あの人と私だけのてばなし

独身時代の私の職歴。

あげればキリがないのですが、そのなかで通所授産施設(作業所)での介助職員というお仕事がもっとも長く続いたお仕事でした。

通所授産施設というのは、養護学校を卒業して成人された方、心身に障がいがあって長期間お家でしか過ごすことのなかった方が通われる場なのですが、ご縁があって有償ボランティアとして働き始め、後に正職員として採用されました。

通所者のみなさんと一緒に内職をしたり、一緒にお弁当を食べながら必要な時だけお手伝いしたり、一緒にお散歩に行ったり、一緒にトイレの中でウーーーン!って言ってみたり…。

働き始めて1年が過ぎた頃、視覚と聴覚の重複障がいを持った男性が新メンバーとして通われることになりました。

もともと聴覚に障害があって、後からご病気で失明されたという経緯があり、出会った頃の彼はいつも不機嫌そうに見受けられました。
*今思えば、不機嫌というより不安だったのだと思います。

朝、送迎バスから降りるときに肩を叩かれ手を引かれるままに移動し、作業所内では案内された席でお昼ご飯を待ち、夕方また肩を叩かれ手を引かれるままに移動し、お家へ帰っていく。

お手洗いへ移動する(介助を受ける)のを避けているのか?水分を摂ることをすすめても断られることも多々ありました。

どんな気持ちで1日過ごされているのだろう。
気になって仕方ありませんでした。

あるとき、ご家族と雑談しているなかで、彼は以前に通っていた施設ではとても明るく、施設のスタッフさんと手話を使っておはなしされていたということを知りました。

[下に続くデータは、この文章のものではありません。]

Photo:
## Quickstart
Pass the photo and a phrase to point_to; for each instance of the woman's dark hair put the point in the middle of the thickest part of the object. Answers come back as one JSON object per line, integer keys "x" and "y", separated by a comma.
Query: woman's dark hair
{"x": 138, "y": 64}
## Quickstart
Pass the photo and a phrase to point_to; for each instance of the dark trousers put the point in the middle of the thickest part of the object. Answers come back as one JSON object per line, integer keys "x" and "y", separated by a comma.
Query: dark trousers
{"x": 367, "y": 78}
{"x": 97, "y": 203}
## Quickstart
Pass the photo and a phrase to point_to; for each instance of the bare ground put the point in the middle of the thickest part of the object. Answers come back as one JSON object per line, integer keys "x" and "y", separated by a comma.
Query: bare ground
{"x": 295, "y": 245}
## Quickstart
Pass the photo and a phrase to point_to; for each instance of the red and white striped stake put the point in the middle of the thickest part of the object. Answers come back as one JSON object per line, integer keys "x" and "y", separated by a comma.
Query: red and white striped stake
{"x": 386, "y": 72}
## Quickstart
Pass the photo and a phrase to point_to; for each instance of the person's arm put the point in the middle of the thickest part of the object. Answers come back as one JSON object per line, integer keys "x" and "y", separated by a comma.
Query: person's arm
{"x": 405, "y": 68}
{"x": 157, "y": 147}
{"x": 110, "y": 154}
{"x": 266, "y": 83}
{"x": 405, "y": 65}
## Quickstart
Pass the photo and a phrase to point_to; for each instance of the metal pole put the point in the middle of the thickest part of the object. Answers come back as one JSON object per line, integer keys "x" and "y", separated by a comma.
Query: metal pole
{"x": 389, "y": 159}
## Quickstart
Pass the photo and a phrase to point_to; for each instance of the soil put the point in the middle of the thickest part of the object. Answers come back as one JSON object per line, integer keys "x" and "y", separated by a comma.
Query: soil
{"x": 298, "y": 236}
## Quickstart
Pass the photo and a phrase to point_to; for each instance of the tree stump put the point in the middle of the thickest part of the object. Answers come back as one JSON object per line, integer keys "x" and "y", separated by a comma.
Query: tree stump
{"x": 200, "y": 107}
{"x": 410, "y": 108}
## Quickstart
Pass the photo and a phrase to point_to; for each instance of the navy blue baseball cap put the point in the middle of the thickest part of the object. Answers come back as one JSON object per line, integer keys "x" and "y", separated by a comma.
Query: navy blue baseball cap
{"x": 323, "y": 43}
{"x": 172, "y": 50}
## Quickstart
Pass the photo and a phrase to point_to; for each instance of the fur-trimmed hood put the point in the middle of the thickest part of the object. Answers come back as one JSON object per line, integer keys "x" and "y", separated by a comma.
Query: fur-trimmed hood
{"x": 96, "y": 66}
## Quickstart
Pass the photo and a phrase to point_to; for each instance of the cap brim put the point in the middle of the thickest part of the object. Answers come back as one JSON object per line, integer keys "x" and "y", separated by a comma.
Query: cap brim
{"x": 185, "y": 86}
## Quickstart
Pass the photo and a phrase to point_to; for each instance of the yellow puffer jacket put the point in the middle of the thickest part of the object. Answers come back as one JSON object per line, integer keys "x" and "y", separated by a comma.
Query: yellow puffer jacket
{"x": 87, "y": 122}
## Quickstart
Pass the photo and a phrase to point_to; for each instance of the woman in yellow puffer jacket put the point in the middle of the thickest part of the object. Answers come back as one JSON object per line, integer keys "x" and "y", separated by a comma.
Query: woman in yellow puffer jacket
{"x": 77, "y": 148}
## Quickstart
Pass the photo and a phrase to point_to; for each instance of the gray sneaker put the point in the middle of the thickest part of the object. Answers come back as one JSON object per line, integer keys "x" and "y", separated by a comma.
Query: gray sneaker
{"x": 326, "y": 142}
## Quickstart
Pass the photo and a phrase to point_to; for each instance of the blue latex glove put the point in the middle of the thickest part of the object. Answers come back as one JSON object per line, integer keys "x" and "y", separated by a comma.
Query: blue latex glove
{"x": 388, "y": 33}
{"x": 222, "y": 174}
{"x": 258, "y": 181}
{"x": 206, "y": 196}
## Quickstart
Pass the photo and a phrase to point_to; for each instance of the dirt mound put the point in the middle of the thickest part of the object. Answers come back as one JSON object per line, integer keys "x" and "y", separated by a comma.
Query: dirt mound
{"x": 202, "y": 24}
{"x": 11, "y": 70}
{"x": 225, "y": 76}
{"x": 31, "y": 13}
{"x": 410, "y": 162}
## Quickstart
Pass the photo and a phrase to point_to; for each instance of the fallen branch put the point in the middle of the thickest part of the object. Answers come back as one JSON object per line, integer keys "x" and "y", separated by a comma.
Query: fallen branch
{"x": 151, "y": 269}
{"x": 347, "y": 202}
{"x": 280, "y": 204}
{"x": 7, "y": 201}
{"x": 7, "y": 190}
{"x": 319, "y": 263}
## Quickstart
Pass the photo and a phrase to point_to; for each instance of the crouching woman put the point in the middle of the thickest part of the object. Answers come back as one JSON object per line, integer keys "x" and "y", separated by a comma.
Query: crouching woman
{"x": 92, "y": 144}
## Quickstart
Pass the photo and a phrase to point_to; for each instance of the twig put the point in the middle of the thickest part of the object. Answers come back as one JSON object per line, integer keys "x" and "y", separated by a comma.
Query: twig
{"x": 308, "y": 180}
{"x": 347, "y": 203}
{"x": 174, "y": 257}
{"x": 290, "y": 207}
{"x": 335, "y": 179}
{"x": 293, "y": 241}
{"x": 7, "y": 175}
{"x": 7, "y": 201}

失明されたことで交流手段だった手話が読み取れなくなってしまわれたのです。
想像してもしきれないほど悲しかったでしょうし落胆なさったと思います。

そのお話を伺った翌日、私は思い切って彼にアタックしました。

彼の肩をそっと叩いてから、両手を持って私に近づけ両手を持ったまま
「おはようございます」
の手話をしてみました。

1回目はキョトン?とされていましたが、懲りずにもう1度やってみたところ
「あ!おはようて言うてるんか?」
の表情を見せてくれました。

それが私の見た彼の初めての笑顔でした。